SecureEdge Access Global and User Settings
As of the 9.0.2 release, administrators can configure additional SecureEdge Access settings on global and user level. You are provided with several new safety features for SecureEdge Access, such as:
- Tamper Proof – User can no longer disable the SecureEdge Access Agent, unenroll the SecureEdge Access Agent, or quit SecureEdge Access Agent by right-clicking on the system tray.
- Device Pre-Logon – Enables numerous accounts on Windows to share the same enrollment link. Administrators can manage user devices running Windows without the user being logged in.
- User Device Limit – Refers to the number of devices the user is allowed to enroll.
In addition, you can now override the global SecureEdge Access/Default settings of the ZTNA features and create settings on a user level.
- User Override – You can override ZTNA features on each user level.
For more information, see How to Configure SecureEdge Access Global Settings and How to Configure SecureEdge Access User Settings.
Application Catalog Entries
The Barracuda SecureEdge Manager allows administrators to define applications to appear in the SecureEdge Access Agent app for quick access.
For more information, see How to Configure Application Catalog Entries
SecureEdge Zero Trust Access Dashboard
A new, Barracuda SecureEdge Zero Trust Access dashboard is now available.

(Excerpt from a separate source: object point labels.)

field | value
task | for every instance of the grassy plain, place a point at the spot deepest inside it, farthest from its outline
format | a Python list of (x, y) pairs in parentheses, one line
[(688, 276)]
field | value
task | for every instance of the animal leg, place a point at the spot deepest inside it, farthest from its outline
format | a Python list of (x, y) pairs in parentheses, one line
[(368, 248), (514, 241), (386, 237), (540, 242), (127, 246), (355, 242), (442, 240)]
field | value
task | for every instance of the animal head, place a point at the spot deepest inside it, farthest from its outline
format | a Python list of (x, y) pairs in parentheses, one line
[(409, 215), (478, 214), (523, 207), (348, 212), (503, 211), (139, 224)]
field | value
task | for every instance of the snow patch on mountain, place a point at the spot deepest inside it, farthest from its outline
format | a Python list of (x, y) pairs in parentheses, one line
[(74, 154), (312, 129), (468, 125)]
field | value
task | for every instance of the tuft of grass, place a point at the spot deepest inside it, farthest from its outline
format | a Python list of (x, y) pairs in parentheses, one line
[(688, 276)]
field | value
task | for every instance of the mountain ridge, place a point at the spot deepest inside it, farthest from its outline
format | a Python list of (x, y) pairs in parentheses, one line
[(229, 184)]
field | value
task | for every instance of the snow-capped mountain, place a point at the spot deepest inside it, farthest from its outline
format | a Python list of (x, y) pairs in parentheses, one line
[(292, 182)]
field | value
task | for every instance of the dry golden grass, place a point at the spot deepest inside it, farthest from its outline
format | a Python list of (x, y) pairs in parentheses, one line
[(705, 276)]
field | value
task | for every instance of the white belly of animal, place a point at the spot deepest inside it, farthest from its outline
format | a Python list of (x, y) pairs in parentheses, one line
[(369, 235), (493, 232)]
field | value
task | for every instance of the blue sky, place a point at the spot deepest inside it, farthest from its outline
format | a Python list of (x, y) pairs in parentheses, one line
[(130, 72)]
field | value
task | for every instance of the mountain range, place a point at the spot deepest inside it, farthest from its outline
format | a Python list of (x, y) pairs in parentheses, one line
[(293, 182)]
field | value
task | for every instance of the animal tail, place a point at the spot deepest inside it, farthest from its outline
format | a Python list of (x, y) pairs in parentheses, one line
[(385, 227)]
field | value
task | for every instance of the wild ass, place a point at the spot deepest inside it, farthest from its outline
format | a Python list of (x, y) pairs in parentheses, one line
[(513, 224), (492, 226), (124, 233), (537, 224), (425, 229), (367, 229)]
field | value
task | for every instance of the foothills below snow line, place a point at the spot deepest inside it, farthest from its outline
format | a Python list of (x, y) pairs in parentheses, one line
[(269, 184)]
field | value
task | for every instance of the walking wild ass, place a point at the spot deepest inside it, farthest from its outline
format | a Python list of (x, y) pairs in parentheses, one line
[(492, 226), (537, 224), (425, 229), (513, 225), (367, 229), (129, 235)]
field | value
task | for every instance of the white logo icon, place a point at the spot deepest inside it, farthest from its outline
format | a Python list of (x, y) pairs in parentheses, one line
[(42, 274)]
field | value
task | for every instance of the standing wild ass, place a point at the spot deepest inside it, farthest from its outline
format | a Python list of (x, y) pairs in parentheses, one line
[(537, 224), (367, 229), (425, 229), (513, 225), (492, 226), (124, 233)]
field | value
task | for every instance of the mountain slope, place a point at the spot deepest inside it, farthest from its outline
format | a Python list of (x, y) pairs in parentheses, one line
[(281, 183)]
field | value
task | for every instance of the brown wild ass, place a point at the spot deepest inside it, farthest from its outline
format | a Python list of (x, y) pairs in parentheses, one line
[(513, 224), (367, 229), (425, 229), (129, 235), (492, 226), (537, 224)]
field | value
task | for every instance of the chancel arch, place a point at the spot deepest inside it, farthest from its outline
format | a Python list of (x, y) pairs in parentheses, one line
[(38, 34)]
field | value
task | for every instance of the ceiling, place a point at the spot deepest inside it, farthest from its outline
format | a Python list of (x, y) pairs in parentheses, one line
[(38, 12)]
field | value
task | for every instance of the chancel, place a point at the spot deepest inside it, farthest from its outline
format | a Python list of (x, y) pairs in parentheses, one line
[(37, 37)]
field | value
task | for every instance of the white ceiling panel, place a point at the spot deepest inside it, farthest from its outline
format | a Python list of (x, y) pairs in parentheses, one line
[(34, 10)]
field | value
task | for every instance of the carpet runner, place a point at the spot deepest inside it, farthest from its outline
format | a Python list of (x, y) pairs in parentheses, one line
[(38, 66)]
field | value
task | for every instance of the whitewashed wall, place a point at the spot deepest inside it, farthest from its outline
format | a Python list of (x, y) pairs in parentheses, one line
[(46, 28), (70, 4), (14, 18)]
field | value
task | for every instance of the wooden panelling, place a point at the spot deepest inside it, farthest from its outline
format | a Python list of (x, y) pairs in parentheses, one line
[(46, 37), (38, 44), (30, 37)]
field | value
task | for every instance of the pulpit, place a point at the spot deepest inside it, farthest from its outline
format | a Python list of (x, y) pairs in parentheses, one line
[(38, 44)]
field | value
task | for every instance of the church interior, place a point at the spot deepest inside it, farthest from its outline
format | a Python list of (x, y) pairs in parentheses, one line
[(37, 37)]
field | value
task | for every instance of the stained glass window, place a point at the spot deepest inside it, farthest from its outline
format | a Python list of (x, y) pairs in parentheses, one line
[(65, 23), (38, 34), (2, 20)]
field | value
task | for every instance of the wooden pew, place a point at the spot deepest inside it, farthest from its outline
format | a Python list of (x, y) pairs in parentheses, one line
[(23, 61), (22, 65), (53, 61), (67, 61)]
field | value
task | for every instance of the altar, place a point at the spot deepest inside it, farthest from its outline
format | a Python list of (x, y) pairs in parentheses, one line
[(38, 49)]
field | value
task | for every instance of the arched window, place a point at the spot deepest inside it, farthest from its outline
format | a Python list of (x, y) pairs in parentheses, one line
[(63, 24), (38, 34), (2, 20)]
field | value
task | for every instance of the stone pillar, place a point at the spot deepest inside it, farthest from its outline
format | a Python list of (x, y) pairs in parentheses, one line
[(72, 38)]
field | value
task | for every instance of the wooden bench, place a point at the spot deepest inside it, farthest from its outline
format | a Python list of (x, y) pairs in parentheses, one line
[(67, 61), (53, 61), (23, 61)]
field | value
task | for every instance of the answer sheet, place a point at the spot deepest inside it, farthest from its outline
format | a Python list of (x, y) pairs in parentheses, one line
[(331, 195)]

The Barracuda SecureEdge Manager allows you to create and customize your own SecureEdge Zero Trust Access dashboards in order to simplify the management of traffic information and status for connected users, resources, and custom applications. 
For more information, see How to Customize a SecureEdge Zero Trust Access Dashboard.
Known Issues 9.0.2
- ACL Rule – Setting up the source or destination criteria to all sites and all private Edge Services results in the same networks configured on the box. [SWCS-3988]
Known Issues Related to Azure Log Analytics (OMS)
On boxes with Azure Log Analytics (OMS) activated, the phibs service does not restart automatically after update. To get the service running, a reboot is required.